Bénéficiant de la confiance et du soutien des travailleurs qui n’hésitaient pas à défier l’absolutisme, les soviets représentaient l’embryon d’un gouvernement révolutionnaire se posant en concurrent de celui du tsar. Les travailleurs mobilisés purent ainsi, pour la première fois, se poser d’une façon concrète le problème de la conquête du pouvoir politique. Ce fut plus particulièrement le cas à Saint-Pétersbourg, où les militants révolutionnaires qui inspirèrent la politique du soviet combattirent les illusions sur la possibilité d’une évolution vers une monarchie constitutionnelle. Trotsky, l’un de ses principaux dirigeants durant cette période, expliquait au contraire que le conflit était inévitable avec le pouvoir du tsar, qui gardait le contrôle des forces de répression, et que la politique du soviet devait viser à un seul objectif : « préparer l’insurrection ».

Ainsi, le 1er novembre, le soviet de Saint-Pétersbourg appela la classe ouvrière de la capitale à une grève générale à la fois contre la répression frappant la Pologne, intégrée alors dans l’Empire russe, et contre le passage en cour martiale de marins de Kronstadt ayant participé à la lutte d’octobre. Mais, après la fin de la grève, les armées du tsar lancèrent leur contre-offensive.

D’une révolution à l’autre

Le régime pouvait désormais compter sur le soutien de la bourgeoisie. D’abord favorable à des réformes démocratiques qui auraient pu lui profiter, elle avait été effrayée par l’irruption des travailleurs sur la scène politique. Ce sentiment ne fit que s’accroître au fur et à mesure que la classe ouvrière, renforcée par la victoire d’octobre, se sentit encouragée à revendiquer pour son compte. Comme l’écrivit Trotsky, « il ne s’agissait plus de la liberté de la presse, ni de combattre l’arbitraire des galonnés, ni même du suffrage universel. L’ouvrier demandait des garanties pour ses muscles, pour ses nerfs, pour son cerveau. Il avait décidé de reconquérir une partie de sa propre existence. Il ne pouvait attendre davantage et ne le voulait pas. Dans les événements de la révolution, il avait pris conscience de sa force, il avait découvert une vie nouvelle, une vie supérieure. » En novembre, le soviet de Saint-Pétersbourg organisa la lutte pour la reconnaissance immédiate de la journée de huit heures, appelant les travailleurs à quitter leur travail après huit heures de présence. Il se heurta à l’opposition farouche du patronat, qui répondit par le lock-out de plus de 100 000 travailleurs et se montrait prêt à appuyer la répression.

Le 3 décembre, les membres du soviet de Saint-Pétersbourg furent arrêtés, après cinquante jours d’existence de celui-ci. À Moscou et dans de nombreuses villes, des insurrections éclatèrent et furent écrasées par l’armée fidèle au régime. Le paysan sous l’uniforme ne se sentait pas encore du côté de la révolution, et il faudrait encore attendre douze ans pour que cela change.

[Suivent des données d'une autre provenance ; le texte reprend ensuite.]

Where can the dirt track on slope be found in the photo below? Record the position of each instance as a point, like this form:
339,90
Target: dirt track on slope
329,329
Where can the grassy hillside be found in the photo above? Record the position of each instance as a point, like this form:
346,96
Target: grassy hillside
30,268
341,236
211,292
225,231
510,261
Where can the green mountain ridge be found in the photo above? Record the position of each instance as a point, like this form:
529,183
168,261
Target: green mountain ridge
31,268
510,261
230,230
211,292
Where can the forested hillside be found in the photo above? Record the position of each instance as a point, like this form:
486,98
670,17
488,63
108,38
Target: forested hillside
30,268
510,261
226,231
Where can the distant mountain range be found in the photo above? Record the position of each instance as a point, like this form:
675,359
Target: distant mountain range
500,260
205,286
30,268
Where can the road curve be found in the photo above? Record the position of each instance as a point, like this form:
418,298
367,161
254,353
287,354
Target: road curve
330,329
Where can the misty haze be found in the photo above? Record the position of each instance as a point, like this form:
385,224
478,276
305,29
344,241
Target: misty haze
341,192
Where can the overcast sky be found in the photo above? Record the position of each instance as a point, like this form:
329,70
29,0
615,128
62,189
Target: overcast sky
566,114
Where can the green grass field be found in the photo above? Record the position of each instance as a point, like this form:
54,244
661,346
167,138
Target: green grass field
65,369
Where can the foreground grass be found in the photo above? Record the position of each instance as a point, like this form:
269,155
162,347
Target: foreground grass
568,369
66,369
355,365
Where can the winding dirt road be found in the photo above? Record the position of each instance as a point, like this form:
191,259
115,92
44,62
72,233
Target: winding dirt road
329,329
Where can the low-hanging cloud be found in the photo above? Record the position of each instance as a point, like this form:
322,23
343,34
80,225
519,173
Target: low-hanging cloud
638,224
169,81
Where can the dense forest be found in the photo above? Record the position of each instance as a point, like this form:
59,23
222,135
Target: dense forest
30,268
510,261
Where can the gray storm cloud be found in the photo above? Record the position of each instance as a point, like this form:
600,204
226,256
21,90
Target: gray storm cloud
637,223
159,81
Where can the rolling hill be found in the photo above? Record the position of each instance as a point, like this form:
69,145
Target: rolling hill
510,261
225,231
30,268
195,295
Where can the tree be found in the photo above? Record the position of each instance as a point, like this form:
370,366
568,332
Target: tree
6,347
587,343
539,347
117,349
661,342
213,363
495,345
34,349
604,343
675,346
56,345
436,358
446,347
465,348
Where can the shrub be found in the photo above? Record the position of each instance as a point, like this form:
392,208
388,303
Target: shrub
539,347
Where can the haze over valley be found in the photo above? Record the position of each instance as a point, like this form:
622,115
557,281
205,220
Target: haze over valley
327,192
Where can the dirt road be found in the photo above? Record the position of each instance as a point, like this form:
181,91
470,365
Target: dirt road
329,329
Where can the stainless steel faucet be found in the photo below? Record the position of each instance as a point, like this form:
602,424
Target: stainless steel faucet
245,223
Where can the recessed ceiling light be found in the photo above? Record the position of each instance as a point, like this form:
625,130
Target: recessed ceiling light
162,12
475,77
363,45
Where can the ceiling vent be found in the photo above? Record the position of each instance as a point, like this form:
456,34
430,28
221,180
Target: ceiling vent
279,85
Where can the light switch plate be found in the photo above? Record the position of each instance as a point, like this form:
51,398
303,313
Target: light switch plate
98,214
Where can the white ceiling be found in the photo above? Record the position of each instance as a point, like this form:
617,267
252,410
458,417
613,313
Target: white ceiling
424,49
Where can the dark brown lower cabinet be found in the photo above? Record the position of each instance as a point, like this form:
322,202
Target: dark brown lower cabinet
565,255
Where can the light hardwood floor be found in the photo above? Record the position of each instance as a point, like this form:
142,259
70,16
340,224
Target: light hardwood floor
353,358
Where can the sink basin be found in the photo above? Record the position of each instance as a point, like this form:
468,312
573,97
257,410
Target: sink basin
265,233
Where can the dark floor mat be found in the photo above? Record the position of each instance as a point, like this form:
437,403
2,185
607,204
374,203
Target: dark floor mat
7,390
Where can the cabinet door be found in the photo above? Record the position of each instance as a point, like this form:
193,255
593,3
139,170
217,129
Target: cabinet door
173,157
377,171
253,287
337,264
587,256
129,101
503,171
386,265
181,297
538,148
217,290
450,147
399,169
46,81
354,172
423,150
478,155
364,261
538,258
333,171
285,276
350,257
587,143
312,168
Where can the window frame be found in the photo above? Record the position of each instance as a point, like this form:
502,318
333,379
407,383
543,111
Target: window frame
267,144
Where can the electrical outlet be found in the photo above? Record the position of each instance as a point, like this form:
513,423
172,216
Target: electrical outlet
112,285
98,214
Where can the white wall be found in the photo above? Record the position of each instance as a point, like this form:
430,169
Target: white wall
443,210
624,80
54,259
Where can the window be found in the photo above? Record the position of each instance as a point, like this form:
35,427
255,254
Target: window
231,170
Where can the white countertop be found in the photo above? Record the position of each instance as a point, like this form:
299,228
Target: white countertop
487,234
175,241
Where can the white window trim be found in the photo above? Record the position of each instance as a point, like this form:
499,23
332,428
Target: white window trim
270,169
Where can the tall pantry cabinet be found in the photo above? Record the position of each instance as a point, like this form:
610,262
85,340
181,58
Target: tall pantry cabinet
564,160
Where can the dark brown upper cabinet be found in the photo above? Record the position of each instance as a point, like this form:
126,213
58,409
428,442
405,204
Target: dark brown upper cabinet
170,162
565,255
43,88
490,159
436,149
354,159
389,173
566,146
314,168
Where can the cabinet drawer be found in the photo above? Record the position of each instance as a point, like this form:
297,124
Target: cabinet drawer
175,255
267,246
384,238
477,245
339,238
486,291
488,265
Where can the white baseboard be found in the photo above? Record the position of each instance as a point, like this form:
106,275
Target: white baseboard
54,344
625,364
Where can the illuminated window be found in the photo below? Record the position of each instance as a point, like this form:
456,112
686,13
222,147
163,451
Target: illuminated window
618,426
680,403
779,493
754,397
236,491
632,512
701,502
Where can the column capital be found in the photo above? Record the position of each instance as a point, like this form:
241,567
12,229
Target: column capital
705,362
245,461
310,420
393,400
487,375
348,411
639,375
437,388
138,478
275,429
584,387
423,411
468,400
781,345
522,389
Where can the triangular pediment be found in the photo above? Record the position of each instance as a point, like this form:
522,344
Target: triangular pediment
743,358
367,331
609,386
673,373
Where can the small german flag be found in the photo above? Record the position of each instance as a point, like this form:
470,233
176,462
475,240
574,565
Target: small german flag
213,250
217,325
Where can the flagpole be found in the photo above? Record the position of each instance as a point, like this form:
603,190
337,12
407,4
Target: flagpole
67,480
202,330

La révolution russe de 1905 fut donc vaincue. Le régime tsariste allait connaître un sursis, mais l’expérience de cette année-là ne fut pas perdue. La révolution de février-octobre 1917 allait reproduire celle de 1905, à un niveau plus élevé. Elle allait permettre aux travailleurs non seulement de mettre à bas l’autocratie, mais aussi de prendre le pouvoir entre leurs mains au travers des soviets, et de fonder le premier État ouvrier.